Strategy & LeadershipHR EffectivenessMaking a multi-generational culture work for your business

Making a multi-generational culture work for your business

Although we’re seeing more workers of different ages working together than ever before, it isn’t always plain sailing. Iain Thomson, Director of Incentives and Recognition at Sodexo Engage discusses the challenges that need addressing when managing employees across different age groups.

Let’s face it, the workplace has changed a lot over the years. Where you once had a bunch of fresh-faced grads, apprentices and juniors led by seasoned experts and professionals, you now have later-life career changes, over-50s who are interns, and CEOs in their mid-20s. It’s a different world out there, with career prospects far less dependent on age than before.

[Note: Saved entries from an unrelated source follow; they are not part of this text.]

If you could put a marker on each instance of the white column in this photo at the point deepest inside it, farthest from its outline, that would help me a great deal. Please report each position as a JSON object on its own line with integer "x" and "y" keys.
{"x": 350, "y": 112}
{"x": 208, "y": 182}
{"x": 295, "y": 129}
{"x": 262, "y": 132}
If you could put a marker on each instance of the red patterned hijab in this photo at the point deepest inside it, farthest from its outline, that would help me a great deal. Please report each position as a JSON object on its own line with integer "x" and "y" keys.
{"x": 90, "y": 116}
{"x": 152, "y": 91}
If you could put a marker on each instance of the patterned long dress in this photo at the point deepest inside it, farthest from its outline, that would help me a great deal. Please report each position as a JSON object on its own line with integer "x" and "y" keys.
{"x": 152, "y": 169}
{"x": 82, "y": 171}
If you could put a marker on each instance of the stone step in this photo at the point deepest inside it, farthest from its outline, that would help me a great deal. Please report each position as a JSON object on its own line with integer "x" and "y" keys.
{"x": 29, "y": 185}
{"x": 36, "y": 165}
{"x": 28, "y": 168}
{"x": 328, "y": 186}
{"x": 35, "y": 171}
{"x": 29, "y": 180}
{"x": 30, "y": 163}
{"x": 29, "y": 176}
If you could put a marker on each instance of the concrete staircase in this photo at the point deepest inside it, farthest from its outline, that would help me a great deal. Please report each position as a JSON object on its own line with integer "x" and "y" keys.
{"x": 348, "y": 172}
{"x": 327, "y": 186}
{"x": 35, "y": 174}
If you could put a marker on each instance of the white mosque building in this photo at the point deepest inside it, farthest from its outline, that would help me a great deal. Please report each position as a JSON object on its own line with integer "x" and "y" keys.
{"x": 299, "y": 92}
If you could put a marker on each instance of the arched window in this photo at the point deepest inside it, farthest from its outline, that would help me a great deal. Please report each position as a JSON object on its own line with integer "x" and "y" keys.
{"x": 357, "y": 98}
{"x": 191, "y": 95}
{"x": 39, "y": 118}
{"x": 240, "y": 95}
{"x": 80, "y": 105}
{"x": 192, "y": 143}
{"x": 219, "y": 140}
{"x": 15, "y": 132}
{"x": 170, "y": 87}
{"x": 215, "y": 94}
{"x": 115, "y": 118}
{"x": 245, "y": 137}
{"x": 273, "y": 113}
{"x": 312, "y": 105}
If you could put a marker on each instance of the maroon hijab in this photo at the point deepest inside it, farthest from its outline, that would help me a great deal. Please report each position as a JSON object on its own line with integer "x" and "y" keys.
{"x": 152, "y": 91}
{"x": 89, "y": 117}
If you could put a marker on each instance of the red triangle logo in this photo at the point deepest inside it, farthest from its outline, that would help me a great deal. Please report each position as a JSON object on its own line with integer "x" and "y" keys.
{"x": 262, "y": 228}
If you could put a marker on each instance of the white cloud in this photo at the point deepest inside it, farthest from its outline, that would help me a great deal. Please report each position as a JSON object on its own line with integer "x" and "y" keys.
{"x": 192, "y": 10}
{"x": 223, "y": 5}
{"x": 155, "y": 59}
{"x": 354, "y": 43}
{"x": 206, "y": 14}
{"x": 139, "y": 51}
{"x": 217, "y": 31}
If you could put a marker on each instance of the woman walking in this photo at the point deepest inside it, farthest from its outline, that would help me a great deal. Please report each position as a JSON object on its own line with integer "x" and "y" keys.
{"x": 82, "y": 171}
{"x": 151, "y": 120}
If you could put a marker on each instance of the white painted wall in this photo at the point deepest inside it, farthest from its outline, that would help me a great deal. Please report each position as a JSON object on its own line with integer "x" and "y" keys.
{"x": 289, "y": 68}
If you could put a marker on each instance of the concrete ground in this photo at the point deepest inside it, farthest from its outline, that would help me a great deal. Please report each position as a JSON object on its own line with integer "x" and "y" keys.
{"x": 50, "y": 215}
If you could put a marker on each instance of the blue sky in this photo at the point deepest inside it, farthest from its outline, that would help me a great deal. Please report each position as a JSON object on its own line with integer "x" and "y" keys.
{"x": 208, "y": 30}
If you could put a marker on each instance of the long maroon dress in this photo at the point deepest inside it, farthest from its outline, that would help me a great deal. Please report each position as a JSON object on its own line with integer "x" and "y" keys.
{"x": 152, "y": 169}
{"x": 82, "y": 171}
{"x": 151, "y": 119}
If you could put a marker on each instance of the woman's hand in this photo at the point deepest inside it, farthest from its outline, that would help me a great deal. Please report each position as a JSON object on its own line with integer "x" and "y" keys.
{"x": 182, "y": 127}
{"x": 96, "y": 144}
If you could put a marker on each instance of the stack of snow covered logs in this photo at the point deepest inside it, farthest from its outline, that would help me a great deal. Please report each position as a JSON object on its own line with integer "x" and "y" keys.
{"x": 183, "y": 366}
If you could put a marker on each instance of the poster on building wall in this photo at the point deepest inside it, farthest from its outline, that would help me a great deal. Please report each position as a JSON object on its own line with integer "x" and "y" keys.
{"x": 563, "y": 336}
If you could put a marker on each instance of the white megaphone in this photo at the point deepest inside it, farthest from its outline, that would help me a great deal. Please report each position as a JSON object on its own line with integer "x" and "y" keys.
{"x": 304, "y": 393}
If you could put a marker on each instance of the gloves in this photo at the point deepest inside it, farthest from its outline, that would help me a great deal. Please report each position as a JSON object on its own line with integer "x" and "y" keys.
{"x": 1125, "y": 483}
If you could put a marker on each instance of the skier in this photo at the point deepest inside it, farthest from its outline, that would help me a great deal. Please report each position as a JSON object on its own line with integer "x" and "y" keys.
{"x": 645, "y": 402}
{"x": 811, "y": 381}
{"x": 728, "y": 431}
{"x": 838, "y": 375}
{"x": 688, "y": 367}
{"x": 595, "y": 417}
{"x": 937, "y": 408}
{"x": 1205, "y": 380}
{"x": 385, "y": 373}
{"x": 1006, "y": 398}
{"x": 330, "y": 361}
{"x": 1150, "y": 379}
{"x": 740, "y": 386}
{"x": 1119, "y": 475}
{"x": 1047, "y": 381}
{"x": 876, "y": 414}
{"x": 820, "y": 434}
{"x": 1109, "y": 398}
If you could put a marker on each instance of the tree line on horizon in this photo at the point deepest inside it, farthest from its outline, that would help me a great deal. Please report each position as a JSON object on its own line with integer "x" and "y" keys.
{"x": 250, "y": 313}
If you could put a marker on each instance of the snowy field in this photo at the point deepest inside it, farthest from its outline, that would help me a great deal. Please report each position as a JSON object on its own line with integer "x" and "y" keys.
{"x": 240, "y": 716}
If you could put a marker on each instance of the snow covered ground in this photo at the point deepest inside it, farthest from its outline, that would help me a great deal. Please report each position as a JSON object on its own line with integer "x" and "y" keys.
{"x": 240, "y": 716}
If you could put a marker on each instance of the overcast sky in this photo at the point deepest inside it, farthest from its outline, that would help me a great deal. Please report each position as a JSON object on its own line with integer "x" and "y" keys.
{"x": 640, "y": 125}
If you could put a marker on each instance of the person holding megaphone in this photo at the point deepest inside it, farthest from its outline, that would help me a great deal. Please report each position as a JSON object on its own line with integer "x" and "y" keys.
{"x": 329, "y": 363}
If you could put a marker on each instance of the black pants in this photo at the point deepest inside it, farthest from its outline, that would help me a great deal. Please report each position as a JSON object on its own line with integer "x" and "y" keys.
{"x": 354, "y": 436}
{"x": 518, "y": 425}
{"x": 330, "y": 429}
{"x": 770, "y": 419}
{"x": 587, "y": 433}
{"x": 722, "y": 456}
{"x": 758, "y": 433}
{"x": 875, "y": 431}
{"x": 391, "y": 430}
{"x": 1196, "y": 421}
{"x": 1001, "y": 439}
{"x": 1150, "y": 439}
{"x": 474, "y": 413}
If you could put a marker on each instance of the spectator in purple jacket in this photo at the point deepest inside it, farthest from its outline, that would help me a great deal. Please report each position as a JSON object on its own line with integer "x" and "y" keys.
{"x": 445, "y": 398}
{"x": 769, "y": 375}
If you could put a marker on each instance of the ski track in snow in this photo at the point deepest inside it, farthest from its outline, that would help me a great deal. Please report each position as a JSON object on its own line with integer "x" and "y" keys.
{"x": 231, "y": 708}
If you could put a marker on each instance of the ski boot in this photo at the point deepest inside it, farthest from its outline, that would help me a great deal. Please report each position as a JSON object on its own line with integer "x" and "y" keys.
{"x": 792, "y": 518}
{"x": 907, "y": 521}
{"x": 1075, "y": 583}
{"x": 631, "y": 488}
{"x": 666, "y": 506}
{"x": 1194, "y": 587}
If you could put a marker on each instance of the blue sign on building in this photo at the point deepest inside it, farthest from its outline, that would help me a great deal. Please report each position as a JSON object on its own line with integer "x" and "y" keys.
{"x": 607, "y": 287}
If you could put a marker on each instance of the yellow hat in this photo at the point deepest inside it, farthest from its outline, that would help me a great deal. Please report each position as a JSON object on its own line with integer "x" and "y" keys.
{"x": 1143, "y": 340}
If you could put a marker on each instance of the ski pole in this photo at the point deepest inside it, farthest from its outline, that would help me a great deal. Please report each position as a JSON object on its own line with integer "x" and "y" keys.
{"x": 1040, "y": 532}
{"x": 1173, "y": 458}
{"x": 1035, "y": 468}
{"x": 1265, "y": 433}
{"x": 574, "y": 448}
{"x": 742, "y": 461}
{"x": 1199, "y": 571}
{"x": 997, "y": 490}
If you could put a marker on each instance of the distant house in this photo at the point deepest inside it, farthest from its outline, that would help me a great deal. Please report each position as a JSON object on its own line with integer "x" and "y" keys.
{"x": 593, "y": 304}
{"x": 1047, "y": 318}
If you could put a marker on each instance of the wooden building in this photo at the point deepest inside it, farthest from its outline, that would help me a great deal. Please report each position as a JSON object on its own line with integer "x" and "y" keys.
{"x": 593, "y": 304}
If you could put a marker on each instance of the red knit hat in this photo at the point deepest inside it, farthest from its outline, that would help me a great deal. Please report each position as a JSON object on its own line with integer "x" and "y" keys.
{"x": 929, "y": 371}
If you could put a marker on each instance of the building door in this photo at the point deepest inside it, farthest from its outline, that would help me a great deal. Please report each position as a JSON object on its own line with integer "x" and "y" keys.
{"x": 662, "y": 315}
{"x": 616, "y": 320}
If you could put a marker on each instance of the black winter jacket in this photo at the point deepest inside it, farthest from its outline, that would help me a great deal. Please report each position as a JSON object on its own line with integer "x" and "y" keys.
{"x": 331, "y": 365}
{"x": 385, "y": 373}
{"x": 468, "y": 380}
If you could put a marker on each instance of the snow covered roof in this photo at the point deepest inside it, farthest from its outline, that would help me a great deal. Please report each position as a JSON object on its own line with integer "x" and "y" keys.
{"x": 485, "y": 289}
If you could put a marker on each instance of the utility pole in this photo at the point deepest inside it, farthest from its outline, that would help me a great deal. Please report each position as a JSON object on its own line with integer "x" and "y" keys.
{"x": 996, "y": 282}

This is a great thing to see, but this new reality can create some challenges when it comes to making sure everyone feels engaged with the business. On the one hand, making sure the company is open to a broad range of employees is vital for success, but business leaders also need to understand the pitfalls to avoid when working with people from different age groups.

Do people want a boss who’s younger than they are?

For businesses that have a multi-generational workforce, one of the biggest hurdles is dealing with age gaps that conflict with job role. For example, if an older employee joins in a junior role, it’s entirely possible that their line manager or supervisor will be younger than they are. For this relationship to work, managers need to make sure that both people have mutual respect for one another’s contribution to the team.

Training is also a vital part of supporting this relationship, as it can giving both employees the chance to collaborate regardless of age. It’s a two-way street after all; an older employee in an entry-level role may lack industry knowledge, but they can make up for that with broader experience. This can often provide a great source of support and guidance for a younger member of staff and allow both employees to work together really well.

Different age, different work ethic

Another thing that companies need to think about when managing different generations in the workplace is how these employees approach work. Some may happy with a traditional nine to five while others may need to juggle work priorities with a child or elder care. Or maybe some are night owls, and some are early birds. Whatever the mindset, with different generations of employees working side by side, there’s bound to be a broad mix of all these things.

As a result, flexibility needs to be at the core of juggling all these different working attitudes. Giving staff the opportunity to start earlier or finish later will allow them to work at times that suit them. Providing opportunities for employees to work from home or remotely will also support staff that live far from the office and allow others to avoid costly fares during peak travel hours.

This can be supported with other benefits too. For example, employees with children can be offered childcare support or discounted cinema tickets, while older workers may prefer to have subsidised rail fare or private medical insurance.

The important thing is making sure that there is an equal spread of benefits and flexibility across the whole business. No single generation should receive more or less benefits than the other. By taking these factors into account, the business can better manage its multi-generational workforce.

Growing out of generations

But the simple truth is that an employee’s age doesn’t mean as much as it used to. Some employees in their thirties may be single and starting out on a whole new career, while those in their early twenties may be married with children and running their own business. As a result, companies need to forget about age and start thinking about their employees’ life stages instead.

Grouping employees into life stages can be far more effective than focussing purely on their date of birth, especially when it comes to benefits. Creating simple groups like ‘married with kids’ ‘long term relationship’ and ‘single’ will help companies to deliver the right benefits to the right people at the right time.

After all, people who fit into these different categories are likely to want similar benefits as their peers, regardless of their age. As a result, this approach will be much easier for employers to create benefits that people actually want, regardless of what generation they’re in.

And really, ‘generation’ is probably an outdated term to use in the workplace anyway, as it doesn’t reflect the diverse range of people that it’s meant to describe. Looking at life stages is a much better way to identify how to support each employee and address their particular needs. The result is that staff engagement and motivation will remain consistently high and strong collaboration will exist across the whole business, regardless of age.